The state of Zimbabwean writing
By Tinashe Mushakavanhu
25 August 2011
The 2011 National Arts Merit Awards [NAMA] edition had one glaring omission: nominees for the Outstanding First Creative Published Work category. This very glaring omission, or is it lack of new writers is reflective of the state of writing from and within Zimbabwe. It is now pretty much obvious, there are many people who claim to be writers and yet a few of them can actually write publishable material. Or perhaps, the ailing local publishing industry is failing our writers.
What is the business of publishers if they are not publishing new writers? Our publishers have been complicit in this problem. There is a culture in Zimbabwe to anthologize its writers and poets, and while understandably it is a cost effective method of collectivizing our writers, it is stifling individual talents, as some of our writers never get to blossom individually. Who is collecting and publishing the poetry of the late Phillip Zhuwao and Reuben Pakaenda, the short stories of Ruzvidzo Mupfudza? We remember them and we know them as fragments, never in the wholeness of their genius. Rather than being treated and appreciated as individual voices, it seems in Zimbabwe there is no space to articulate singular creative visions.

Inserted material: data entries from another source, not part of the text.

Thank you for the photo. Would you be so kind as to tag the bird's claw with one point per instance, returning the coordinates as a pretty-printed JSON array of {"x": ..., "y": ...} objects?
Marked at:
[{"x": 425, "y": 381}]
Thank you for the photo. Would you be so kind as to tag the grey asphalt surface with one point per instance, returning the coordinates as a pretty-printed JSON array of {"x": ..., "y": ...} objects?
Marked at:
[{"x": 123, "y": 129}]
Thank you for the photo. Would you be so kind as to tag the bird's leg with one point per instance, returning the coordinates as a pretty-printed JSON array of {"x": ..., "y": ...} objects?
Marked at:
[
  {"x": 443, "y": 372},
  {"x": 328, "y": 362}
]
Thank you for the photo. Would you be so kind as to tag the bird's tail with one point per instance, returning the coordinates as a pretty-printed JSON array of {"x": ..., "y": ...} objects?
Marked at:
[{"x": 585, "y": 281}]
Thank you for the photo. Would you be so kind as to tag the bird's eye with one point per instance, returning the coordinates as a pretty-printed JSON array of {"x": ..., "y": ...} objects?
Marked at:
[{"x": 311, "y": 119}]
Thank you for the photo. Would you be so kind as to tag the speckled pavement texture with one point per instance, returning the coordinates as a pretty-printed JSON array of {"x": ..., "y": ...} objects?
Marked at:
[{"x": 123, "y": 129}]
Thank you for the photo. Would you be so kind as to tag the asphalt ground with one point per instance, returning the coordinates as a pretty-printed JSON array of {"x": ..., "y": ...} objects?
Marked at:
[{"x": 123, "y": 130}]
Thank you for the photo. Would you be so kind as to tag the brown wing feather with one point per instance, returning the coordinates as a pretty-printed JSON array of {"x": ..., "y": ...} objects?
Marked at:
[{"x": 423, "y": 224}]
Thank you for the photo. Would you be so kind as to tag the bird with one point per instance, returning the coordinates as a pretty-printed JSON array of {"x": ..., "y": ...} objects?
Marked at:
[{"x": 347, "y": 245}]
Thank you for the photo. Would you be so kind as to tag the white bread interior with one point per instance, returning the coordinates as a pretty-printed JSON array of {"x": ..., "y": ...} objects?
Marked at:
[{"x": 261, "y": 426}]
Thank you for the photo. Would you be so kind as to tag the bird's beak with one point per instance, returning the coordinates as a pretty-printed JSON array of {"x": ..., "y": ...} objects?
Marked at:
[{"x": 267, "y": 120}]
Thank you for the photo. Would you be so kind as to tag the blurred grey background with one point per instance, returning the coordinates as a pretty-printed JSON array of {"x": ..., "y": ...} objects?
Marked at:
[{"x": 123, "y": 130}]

Publishing was certainly one of the industries that was hit hard by the political and economic crisis of recent years. The small market there had been for books fizzled out because people were more concerned with the nourishment of the belly than with the nourishment of the mind.
Recognition of new writers can also be seen in the launch of many publishing imprints, specifically focusing on emerging literary voices and unfortunately that is something we are lacking in Zimbabwe. Apart from Weaver Press and amaBooks, there are no other alternatives. And once upon a time there were the older companies – Zimbabwe Publishing House, College Press, Mambo Press and Longman – who have sadly become names or insist on servicing the textbook market.
This sad reality is further compounded by our celebration of what in many instances always turns out to be mediocrity. These are the writers who write as if no other writers have existed before. These are writers who write and demand to be read and yet don’t read other writers themselves. To be a writer of quality there must be a clear investment in one’s craft. So many of the wannabe writers have read nothing beyond school textbooks and yet reading is the best apprentice for any writer.
One of Zimbabwe’s most illustrious authors, Shimmer Chinodya, recalls of a young man who, at the end of one workshop, came up to him with a big fat khaki envelope and self-imposingly said, ‘I am a budding writer. I have written two books. I want you to read them and correct them for me. I want you to help me get them published.’ He found the writing was racy, pretentious, littered with mistakes. ‘How much have you read?’ he asked the young writer.
‘A lot,’ he replied.
‘Have you read Zimbabwean authors?’
’Oh yes,’ he said.
‘Which are your favourite Zimbabwean authors?’
‘Oh, man. You are one of them. I’ve read all your works.’
‘And which of my books do you like most?’
‘Waiting for the Rain,’ he replied, without batting an eyelid.
‘But that’s Charles Mungoshi’s book,’ Chinodya protested. He handed the envelope back to the young man and said, ‘Go back and read twenty good novels. Clean up your stories then send me one chapter.’
The moral of this exchange is too clear. You can’t be a writer unless you read. I have received so many badly written novels and poetry that has left me traumatised for days on end. Most of these writers are quick to want to be published for the glory of it more than anything else. What is actually frightening is that there seems to be more writers and so few readers.
I think we are consumed with the shallowness of celebrity that we have lost sight of the value in self-development that expands our horizons in meaningful ways, intellectual ways. All one has to do is look at the disproportionate coverage of sleazy celebrity fluff in our media (print and broadcast). How many know what the 2011 Caine Prize for African Writing was won by a Zimbabwean writer? Yet, almost everyone knows about the Zimbabwe reps in the Big Brother reality show or the country’s top models.
Isn’t it strange that we are supposedly the most literate country on the African continent and yet a population of illiterates? Zimbabwean people read to pass exams. This is a commonly held perception inherited from our colonial past that emphasised that books were purely educational. Our whole education system is too mechanical and career driven. We all have to study to become Accountants and Doctors and Lawyers and Engineers. We were conditioned to be robotic and perform our functions without questioning them. We were not encouraged to read, to develop our mental and spiritual selves. We were blind folded from the liberating potential of reading. We were taught to condemn reading for the sake of reading as self-indulging luxury. Some elements of our society still hold on to that archaic view. And now it seems with the allure of the DVD, why bother reading?